Golf i biznes. Mają ze sobą wiele wspólnego

Dlaczego golf? Bo świetnie łączy w sobie rekreację i funkcje integracyjne. Do tego od zawsze kojarzony był z... biznesem. Taki jest cel organizowanych przez Business Partners Club turniejów golfowych, poznać się bliżej i zdobyć nowe kontakty biznesowe.
Kolejny rok z rzędu gościliśmy na polu golfowym kompleksu Ropice, bo to jeden z 10. tego typu najlepszych obiektów w Republice Czeskiej, do tego ulokowany jest bardzo blisko polskiej granicy. Z pola golfowego roztacza się piękny widok na masyw Beskidu Śląskiego.
Tego dnia pogoda była idealna do uprawiania takiej formy rekreacji, nie było upalnie, nie było także deszczowo. - Wspaniały dzień, pełen relaksu, wreszcie - opowiadał jeden z zaproszonych gości.
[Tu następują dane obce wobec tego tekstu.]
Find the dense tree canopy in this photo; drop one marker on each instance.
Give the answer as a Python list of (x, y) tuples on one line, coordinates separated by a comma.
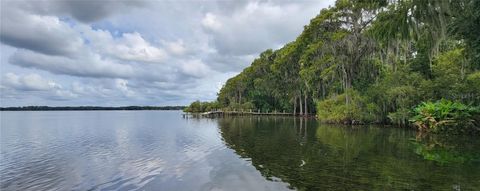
[(368, 61)]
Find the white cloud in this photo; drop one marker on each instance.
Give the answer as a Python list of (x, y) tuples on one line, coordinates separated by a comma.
[(127, 53), (130, 46), (44, 34), (89, 65), (29, 82), (211, 22)]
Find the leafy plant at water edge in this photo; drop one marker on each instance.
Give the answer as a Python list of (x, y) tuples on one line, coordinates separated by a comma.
[(446, 116)]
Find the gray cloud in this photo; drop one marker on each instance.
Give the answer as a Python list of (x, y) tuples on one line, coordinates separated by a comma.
[(90, 66), (136, 53), (86, 11), (43, 34)]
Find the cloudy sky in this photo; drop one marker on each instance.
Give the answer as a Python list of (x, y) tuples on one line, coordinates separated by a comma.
[(116, 53)]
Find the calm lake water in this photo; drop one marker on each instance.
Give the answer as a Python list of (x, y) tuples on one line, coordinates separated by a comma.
[(160, 150)]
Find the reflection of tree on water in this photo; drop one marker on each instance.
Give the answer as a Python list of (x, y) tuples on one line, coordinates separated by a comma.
[(446, 148), (310, 156)]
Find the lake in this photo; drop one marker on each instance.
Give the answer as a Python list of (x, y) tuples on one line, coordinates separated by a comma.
[(161, 150)]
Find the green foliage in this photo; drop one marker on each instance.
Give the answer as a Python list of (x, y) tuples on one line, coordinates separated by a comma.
[(447, 116), (357, 111), (369, 61), (199, 107)]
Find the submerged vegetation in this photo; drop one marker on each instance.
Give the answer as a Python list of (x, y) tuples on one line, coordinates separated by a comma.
[(371, 61)]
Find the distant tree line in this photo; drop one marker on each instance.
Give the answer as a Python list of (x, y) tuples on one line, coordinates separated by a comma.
[(369, 61), (79, 108)]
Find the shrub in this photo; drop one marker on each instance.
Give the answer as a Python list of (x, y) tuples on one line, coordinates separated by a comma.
[(335, 109), (446, 116)]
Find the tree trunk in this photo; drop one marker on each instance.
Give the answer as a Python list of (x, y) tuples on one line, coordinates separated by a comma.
[(305, 103), (300, 102), (295, 105)]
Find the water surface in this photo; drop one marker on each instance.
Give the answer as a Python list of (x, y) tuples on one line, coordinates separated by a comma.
[(160, 150)]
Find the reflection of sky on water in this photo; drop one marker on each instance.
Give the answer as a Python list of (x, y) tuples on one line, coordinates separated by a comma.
[(119, 150)]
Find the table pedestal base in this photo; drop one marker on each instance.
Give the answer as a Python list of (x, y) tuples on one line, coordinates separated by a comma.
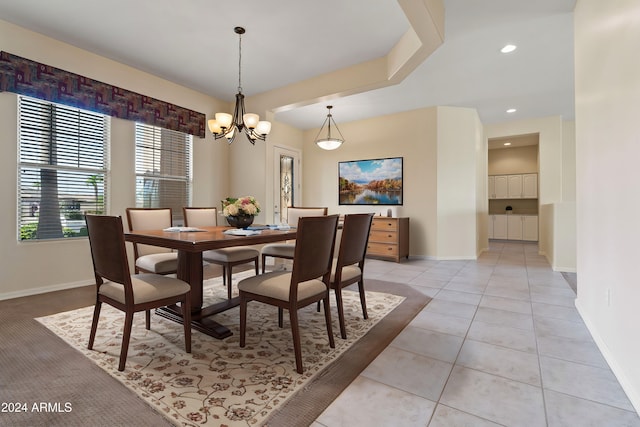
[(200, 319)]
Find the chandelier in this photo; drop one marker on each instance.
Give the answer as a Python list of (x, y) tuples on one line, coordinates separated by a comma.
[(329, 142), (228, 126)]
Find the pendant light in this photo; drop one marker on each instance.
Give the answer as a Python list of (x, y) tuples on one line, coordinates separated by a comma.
[(228, 126), (329, 142)]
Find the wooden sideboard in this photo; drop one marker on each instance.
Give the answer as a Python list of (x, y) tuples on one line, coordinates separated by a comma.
[(389, 238)]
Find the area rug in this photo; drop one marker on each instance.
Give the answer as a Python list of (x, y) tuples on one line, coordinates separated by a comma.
[(219, 384)]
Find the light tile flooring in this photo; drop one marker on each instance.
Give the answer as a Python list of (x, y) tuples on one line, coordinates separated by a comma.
[(500, 344)]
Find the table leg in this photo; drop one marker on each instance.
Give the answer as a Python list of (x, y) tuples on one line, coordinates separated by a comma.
[(190, 270)]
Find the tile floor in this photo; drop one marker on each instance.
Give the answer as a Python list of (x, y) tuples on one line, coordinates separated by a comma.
[(500, 344)]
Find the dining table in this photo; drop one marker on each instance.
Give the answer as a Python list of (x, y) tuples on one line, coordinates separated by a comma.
[(190, 243)]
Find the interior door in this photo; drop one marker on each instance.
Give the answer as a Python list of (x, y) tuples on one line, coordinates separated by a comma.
[(287, 183)]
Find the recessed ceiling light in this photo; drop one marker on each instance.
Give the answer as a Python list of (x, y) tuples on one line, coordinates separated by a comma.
[(508, 48)]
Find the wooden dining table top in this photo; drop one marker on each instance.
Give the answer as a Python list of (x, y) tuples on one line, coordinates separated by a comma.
[(206, 239)]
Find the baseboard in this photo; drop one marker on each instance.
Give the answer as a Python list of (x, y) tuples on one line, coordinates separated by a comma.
[(564, 269), (44, 290), (632, 393)]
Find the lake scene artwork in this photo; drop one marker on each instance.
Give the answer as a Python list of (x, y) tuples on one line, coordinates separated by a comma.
[(370, 182)]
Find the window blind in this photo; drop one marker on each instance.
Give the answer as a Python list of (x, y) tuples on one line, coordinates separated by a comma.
[(163, 169), (63, 157)]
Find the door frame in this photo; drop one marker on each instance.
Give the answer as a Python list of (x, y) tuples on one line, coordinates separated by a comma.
[(278, 151)]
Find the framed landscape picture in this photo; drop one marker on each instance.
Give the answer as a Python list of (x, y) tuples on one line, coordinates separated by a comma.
[(370, 182)]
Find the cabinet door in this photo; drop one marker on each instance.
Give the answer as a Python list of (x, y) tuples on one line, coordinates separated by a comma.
[(492, 218), (514, 186), (530, 228), (514, 227), (499, 226), (530, 186), (492, 187), (500, 187)]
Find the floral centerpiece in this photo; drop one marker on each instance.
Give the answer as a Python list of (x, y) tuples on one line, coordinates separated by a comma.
[(240, 211)]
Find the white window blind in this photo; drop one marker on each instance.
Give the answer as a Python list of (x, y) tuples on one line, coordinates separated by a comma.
[(63, 156), (163, 169)]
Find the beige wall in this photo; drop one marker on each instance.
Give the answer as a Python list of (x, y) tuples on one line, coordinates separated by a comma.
[(504, 161), (608, 207), (440, 146), (459, 131), (411, 135), (32, 267)]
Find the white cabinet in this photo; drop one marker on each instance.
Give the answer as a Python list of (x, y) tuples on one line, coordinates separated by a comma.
[(497, 226), (499, 187), (513, 227), (519, 186), (530, 228), (514, 186), (530, 186)]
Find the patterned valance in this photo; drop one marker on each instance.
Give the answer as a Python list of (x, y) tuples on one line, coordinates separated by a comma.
[(26, 77)]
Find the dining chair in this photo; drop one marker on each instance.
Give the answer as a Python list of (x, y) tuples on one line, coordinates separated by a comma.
[(226, 257), (285, 250), (152, 259), (116, 286), (307, 283), (348, 267)]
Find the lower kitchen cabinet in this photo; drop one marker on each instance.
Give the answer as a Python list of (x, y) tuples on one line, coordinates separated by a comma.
[(513, 227)]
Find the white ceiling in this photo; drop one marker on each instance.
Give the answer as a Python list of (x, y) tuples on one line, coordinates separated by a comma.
[(192, 42)]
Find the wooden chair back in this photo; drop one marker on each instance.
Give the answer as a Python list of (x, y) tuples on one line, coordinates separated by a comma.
[(200, 217), (355, 236), (148, 219), (108, 251), (295, 213), (313, 256)]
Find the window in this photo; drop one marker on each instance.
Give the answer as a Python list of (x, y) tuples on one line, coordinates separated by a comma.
[(63, 158), (163, 169)]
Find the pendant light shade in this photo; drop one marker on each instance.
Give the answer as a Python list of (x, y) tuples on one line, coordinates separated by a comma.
[(329, 142)]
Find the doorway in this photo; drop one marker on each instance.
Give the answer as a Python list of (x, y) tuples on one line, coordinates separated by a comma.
[(287, 182)]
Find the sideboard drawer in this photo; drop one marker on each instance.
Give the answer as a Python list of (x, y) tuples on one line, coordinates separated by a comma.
[(384, 224), (381, 249), (389, 238), (383, 236)]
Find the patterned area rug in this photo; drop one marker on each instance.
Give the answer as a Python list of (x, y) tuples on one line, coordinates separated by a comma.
[(219, 384)]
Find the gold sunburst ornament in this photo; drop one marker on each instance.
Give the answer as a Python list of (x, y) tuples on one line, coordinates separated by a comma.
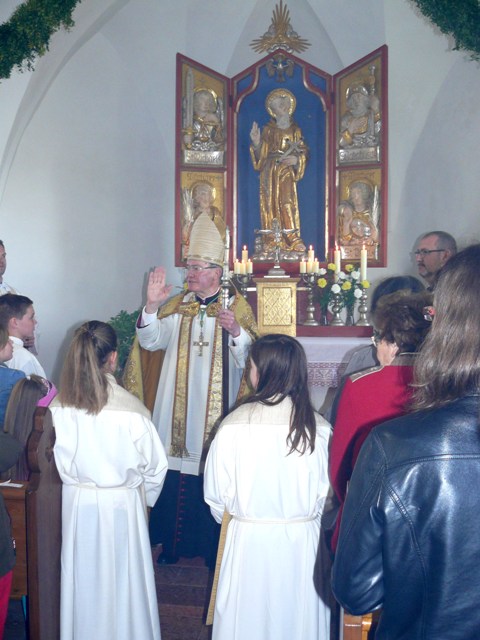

- Zaprosiłem dwóch Klientów i gram z nimi cały turniej. Będzie okazja, by bliżej sie poznać. Poznać także kluczowych Klientów z całej firmy - komentował Konrad Duszyński, menadżer BPC oraz koordynator Działu Marketingu. - Reakcja Klientów na zaproszenie była pozytywna. Mogli w ten sposób zobaczyć jeszcze bardziej jak ta firma jest duża i jak wiele możemy zdziałać - opisuje opiekun w BPC, Mateusz Kral.
Rozpoczęliśmy przed południem od spotkania w restauracji wchodzącej w skład kompleksu. Tam doszło do pierwszej wymiany opinii i pierwszych spotkań.
- Rewelacyjnie. Czekaliśmy na ten dzień. To pierwszy raz gdy będę grał w golfa i zakładam, że wygram - mówił z uśmiechem Grzegorz Rychwiński, menadżer BPC. - Poznać, poczuć, zagrać w golfa, nauczyć się tego, w międzyczasie poznać nowe osoby. To forma docenienia przez firmę, integracja i inne spojrzenie na świat, niekoniecznie przez pryzmat biznesu - dodał Bartłomiej Starypan, współpracownik BPC.
Organizując to wydarzenie tak naprawdę nie liczy się wynik, a poczucie dobrze spożytkowanego czasu, m.in. na zawarcie nowych relacji biznesowych, czy chociażby wymianę opinii. Jesteśmy usatysfakcjonowani gdy widzimy na Państwa twarzach uśmiech, a podczas prywatnych rozmów słyszymy, że udało się zdobyć nowy kontakt, który być może przełoży się na zawarcie transakcji.
- Usłyszałem od gości, że poznali ludzi, z którymi są już umówieni na spotkanie. Uważam, że jest to podstawa do dalszych kontaktów biznesowych - opowiada Dawid Kozioł, współzałożyciel BPC.
Opiekunowie i zaproszeni Klienci robili sobie pamiątkowe zdjęcia na ściance z logo BPC i działów wchodzących w skład Business Partners Club. Na koniec mamy nadzieję, że w przyszłym roku możliwy będzie rewanż w poszczególnych rozgrywkach. Tak naprawdę już cieszymy się na kolejne wspólne spotkanie i możliwość sprostania wymaganiom naszych Klientów.